I almost hope not. It'd be nice to give Contador some time to bask in his well-earned glory before that particular story breaks out again. He's the future, not the past. It's his time now.

Friday, July 27, 2007

High Flight

Well, this certainly lends a whole new meaning to the High Life.

For crying out loud ... is there no adult supervision anymore over at the Astronaut Office?

Mind you, there are some people who think that it's perfectly reasonable to get schnockered before climbing on top of a couple of million pounds of high explosive. I have to disagree. There is no procedure in manned spaceflight that I know of that is improved in any way by crew inebriation. And besides, I kind of preferred things the way they were back in the day when we could reasonably expect our astronaut corps not to embarrass us in public.

Ladies and gentlemen, can we please have some professional conduct?
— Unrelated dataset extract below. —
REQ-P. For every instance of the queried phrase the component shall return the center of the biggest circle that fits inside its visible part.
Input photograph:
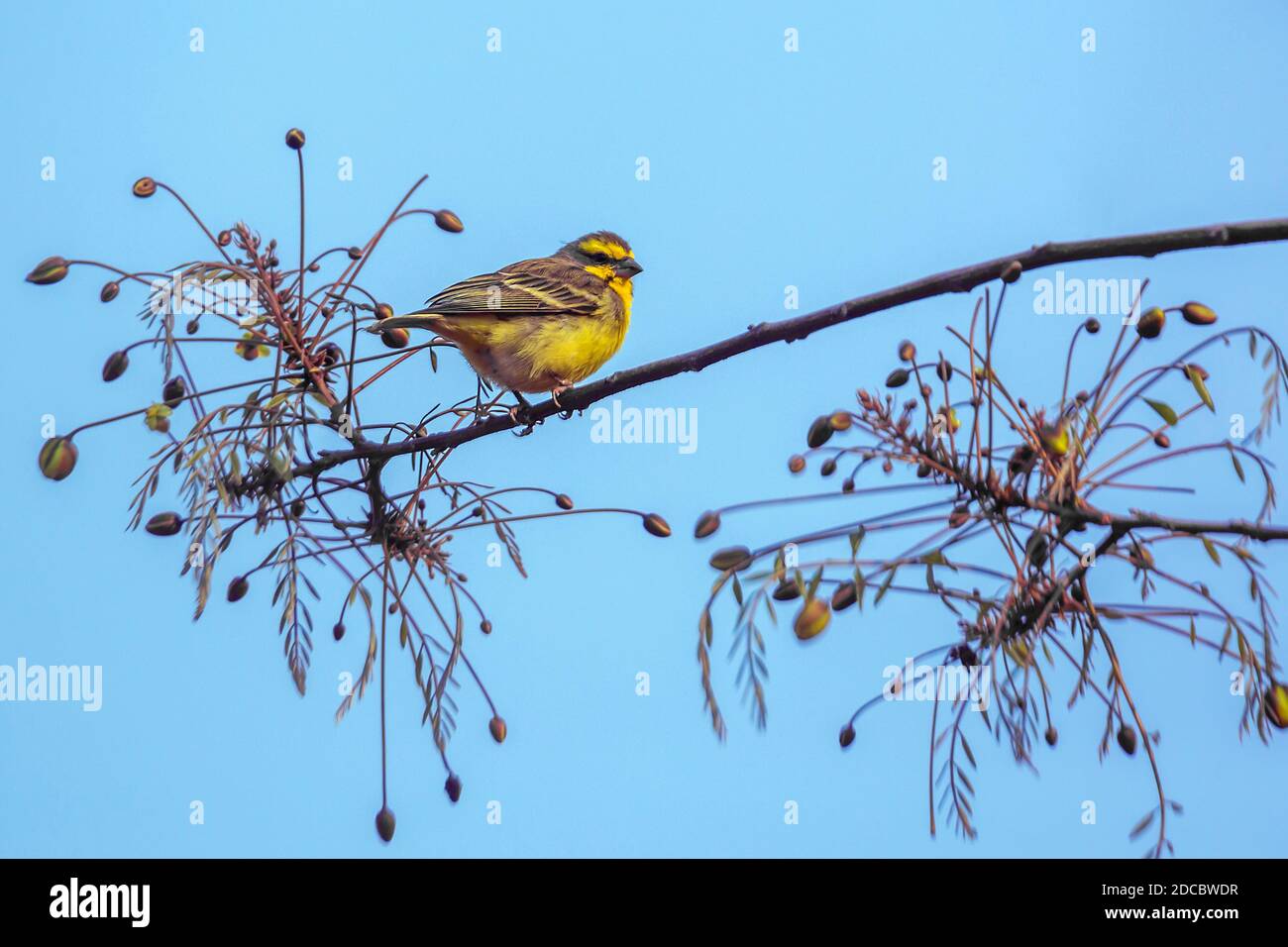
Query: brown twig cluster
(1014, 534)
You know, keep 'em zipped, stay sober on company time, the sort of thing us civilians generally have to do? And once in a while, do remember that you're representing America to the world. The best and brightest, and all that jazz. At least, you're supposed to be the best and brightest. Even if you're really not, can you at least act like it?

Because I never before had to worry about the competence of the people riding the rockets. The managers, yes. The politicians, yes. But I always had absolute confidence in the eyes at the instruments, the hands at the controls.

I do not like having to worry about that. Fix this now. This kind of doubt, we cannot afford.

[Addendum, 30Aug07: According to this report, NASA has found that there is no evidence of astronauts partaking of liquid courage prior to boarding any spacecraft. While this is cause for relief, the fact that I can take a story like this at face value is still cause for concern. NASA needs to be seen to be tightening ship, whether they really need to or not. Perception takes on a reality of its own sometimes, and the public needs to see things happen so that they can regain confidence.]